Commons clerk quits in bullying storm ...but is he Bercow’s fall guy?
COMMONS Speaker John Bercow faced calls to resign last night after the most senior House official became the fall guy for the Westminster bullying scandal.
Sir David Natzler, the Clerk of the House of Commons, will retire next March after 43 years in Parliament, but Mr Bercow has pledged to cling on.
It comes weeks after a scathing independent report into bullying and harassment in Westminster recommended a shake-up of the senior leadership team.
The criticism was seen as a reference to both Sir David and Mr Bercow, with Sir David yesterday becoming the first to go.
Last night Tory MP James Duddridge said: ‘Bercow must follow Natzler in resigning. He is part of the problem and not part of a future that deals with bullying in the way any other business would. The fact Bercow does not get it demonstrates the problem.

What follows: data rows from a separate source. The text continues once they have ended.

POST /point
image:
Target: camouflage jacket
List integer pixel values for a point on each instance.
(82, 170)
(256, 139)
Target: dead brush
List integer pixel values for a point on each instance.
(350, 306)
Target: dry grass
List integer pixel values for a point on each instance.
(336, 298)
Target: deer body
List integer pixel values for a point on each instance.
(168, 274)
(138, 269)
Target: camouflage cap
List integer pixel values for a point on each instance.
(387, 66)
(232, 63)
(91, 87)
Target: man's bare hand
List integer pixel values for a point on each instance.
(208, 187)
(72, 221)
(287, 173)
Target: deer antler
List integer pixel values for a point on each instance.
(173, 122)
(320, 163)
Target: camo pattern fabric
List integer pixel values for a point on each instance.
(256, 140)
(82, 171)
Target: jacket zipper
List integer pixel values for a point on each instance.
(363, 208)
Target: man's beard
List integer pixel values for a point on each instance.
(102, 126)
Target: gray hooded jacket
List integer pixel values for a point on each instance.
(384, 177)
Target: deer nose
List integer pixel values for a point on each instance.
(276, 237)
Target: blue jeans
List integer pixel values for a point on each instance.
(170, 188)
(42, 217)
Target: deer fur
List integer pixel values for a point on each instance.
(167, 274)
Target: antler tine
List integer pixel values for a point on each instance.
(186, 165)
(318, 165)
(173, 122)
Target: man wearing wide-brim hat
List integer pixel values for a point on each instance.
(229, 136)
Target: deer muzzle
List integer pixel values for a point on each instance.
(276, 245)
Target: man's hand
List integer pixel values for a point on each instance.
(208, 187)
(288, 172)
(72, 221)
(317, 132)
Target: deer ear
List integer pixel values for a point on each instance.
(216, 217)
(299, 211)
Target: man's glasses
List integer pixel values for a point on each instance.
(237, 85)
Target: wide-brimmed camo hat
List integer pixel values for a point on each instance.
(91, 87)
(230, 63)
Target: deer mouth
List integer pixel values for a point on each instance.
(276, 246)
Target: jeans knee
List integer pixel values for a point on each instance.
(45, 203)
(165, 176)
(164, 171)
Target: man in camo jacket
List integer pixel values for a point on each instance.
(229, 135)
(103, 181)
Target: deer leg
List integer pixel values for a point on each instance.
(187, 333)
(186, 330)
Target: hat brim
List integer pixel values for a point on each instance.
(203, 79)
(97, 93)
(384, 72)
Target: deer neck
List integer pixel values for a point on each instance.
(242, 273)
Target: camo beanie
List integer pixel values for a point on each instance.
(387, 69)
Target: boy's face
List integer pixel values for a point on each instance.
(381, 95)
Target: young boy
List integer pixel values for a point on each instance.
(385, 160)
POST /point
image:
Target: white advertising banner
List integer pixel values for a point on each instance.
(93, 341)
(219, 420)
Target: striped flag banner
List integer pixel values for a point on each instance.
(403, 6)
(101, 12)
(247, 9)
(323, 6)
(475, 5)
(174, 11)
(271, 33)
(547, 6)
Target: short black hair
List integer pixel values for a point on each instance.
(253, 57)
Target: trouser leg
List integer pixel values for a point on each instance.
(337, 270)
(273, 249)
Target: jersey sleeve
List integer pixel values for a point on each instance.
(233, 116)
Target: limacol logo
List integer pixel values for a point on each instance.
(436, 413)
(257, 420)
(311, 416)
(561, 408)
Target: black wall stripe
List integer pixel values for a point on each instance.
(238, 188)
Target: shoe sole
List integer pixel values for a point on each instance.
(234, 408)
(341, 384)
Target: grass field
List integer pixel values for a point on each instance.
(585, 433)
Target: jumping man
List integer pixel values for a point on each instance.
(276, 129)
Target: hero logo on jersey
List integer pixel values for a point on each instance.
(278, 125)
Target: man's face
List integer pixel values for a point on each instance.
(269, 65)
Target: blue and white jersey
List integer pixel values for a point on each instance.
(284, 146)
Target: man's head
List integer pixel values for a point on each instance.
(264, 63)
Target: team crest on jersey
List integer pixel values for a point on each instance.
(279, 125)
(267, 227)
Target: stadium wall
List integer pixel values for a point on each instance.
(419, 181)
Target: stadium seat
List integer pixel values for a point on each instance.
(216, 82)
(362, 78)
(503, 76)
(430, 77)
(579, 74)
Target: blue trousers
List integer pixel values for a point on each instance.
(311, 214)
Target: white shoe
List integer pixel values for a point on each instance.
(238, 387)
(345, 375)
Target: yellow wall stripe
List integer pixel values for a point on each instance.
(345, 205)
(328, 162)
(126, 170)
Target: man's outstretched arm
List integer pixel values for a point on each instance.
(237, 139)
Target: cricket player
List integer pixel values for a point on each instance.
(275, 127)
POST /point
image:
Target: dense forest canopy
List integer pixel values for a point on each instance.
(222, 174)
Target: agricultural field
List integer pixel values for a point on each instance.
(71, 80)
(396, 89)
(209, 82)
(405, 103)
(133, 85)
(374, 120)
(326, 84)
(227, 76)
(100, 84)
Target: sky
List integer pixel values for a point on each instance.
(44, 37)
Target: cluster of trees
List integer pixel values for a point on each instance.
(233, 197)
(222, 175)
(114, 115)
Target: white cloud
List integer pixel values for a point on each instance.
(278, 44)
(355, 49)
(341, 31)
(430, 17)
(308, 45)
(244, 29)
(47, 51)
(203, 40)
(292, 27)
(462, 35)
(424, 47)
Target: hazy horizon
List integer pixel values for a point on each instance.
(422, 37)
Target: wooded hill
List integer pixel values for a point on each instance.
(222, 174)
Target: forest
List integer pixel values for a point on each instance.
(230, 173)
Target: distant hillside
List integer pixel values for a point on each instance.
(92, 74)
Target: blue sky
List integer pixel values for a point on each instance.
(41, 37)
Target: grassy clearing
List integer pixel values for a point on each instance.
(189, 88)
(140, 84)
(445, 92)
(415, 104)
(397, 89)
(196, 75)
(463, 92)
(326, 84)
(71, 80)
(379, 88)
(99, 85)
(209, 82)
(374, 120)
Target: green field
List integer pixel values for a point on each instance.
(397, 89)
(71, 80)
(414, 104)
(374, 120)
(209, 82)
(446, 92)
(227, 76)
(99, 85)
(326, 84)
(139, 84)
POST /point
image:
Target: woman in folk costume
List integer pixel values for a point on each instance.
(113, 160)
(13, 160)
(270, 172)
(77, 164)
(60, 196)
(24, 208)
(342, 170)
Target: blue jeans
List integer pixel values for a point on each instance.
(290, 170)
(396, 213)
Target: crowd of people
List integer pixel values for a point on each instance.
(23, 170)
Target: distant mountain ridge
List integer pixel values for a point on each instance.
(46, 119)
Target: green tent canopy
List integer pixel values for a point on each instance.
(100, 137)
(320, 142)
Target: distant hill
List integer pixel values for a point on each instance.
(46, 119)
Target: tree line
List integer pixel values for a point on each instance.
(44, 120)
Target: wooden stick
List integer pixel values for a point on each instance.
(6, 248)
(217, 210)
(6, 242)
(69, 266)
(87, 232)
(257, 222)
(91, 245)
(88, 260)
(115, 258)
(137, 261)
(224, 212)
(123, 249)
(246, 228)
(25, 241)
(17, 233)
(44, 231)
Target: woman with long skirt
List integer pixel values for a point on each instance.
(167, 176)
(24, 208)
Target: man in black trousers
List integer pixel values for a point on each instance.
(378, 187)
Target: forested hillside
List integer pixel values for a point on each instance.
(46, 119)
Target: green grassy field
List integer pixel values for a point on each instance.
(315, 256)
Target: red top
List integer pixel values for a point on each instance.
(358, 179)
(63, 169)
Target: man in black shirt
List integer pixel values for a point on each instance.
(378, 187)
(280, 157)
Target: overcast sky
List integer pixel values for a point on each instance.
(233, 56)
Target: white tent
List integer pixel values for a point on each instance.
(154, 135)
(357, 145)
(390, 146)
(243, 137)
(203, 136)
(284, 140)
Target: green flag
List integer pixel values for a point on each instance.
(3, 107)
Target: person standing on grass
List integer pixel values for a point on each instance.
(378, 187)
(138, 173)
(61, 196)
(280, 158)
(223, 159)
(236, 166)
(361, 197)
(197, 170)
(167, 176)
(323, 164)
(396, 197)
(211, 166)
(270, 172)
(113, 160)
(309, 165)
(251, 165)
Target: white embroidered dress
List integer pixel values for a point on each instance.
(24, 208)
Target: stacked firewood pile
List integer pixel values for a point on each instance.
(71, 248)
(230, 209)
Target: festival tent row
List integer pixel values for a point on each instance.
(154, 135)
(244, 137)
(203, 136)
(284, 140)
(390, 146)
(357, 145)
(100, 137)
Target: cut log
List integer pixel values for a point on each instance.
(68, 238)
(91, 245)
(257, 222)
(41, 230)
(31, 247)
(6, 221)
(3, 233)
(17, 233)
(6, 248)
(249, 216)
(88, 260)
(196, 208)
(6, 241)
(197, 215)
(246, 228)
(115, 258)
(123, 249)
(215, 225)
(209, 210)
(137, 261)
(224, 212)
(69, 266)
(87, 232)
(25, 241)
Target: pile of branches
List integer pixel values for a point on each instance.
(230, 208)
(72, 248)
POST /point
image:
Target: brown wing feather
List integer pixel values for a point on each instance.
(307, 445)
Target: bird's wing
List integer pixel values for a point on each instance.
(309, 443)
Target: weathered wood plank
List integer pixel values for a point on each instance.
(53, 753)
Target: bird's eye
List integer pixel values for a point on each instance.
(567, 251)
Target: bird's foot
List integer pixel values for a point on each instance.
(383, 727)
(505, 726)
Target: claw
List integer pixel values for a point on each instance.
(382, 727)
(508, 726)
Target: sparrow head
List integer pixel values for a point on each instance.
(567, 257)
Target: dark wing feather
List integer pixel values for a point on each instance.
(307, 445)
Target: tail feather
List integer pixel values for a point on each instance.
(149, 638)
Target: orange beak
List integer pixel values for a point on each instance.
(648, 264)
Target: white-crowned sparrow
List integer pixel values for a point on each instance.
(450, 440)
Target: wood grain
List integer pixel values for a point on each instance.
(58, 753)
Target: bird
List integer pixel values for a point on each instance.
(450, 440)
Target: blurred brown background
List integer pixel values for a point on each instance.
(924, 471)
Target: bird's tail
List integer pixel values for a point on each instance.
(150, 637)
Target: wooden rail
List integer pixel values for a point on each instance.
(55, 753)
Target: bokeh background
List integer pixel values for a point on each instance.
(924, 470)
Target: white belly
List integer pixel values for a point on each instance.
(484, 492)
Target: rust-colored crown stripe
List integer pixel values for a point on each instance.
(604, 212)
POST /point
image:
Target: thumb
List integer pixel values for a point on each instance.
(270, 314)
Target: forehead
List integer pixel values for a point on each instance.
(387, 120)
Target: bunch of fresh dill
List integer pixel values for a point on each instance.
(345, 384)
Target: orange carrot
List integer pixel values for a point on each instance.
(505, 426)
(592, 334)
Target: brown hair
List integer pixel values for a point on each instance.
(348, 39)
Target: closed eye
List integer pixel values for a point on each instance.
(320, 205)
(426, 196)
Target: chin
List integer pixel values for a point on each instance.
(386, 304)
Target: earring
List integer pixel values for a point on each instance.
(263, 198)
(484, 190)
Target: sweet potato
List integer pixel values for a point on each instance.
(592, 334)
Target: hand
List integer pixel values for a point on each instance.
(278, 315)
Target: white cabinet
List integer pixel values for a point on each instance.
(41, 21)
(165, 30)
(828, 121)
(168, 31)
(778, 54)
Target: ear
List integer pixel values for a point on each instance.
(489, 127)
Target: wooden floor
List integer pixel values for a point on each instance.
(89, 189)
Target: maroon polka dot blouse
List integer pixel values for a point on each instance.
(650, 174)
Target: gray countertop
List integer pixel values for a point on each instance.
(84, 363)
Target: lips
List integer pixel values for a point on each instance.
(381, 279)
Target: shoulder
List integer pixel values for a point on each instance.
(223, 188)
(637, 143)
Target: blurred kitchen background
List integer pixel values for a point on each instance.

‘Speaker’s House needs to be renamed Ivory Towers. He is remote and isolated from reality.’
The announcement of Sir David’s retirement was made by Mr Bercow in the Commons yesterday, his voice cracking as he read Sir David’s resignation letter to MPs and thanked the clerk for his ‘tireless and outstanding service’. It comes a month after Dame Laura Cox’s inquiry into bullying in Parliament concluded necessary culture changes might be impossible ‘under the current senior House administration’.
Sir David has faced criticism over his response to the scandal. However, his resignation letter and Mr Bercow made clear that his decision had been taken long before the report was published.
His letter said the last 12 months had ‘seen the surfacing … of the complex issue of bullying and harassment and sexual misconduct in the parliamentary community’.
‘I am confident that we can deal with it if we all acknowledge past failings, as I readily do, and move beyond concerns about process to reach a place where quite simply everybody …treats everybody else with respect and dignity.’
Breaking House of Commons convention, MPs clapped as the Speaker finished reading Sir David’s letter.
The Clerk of the House of Commons is the chief executive of the lower house and principal constitutional adviser to MPs.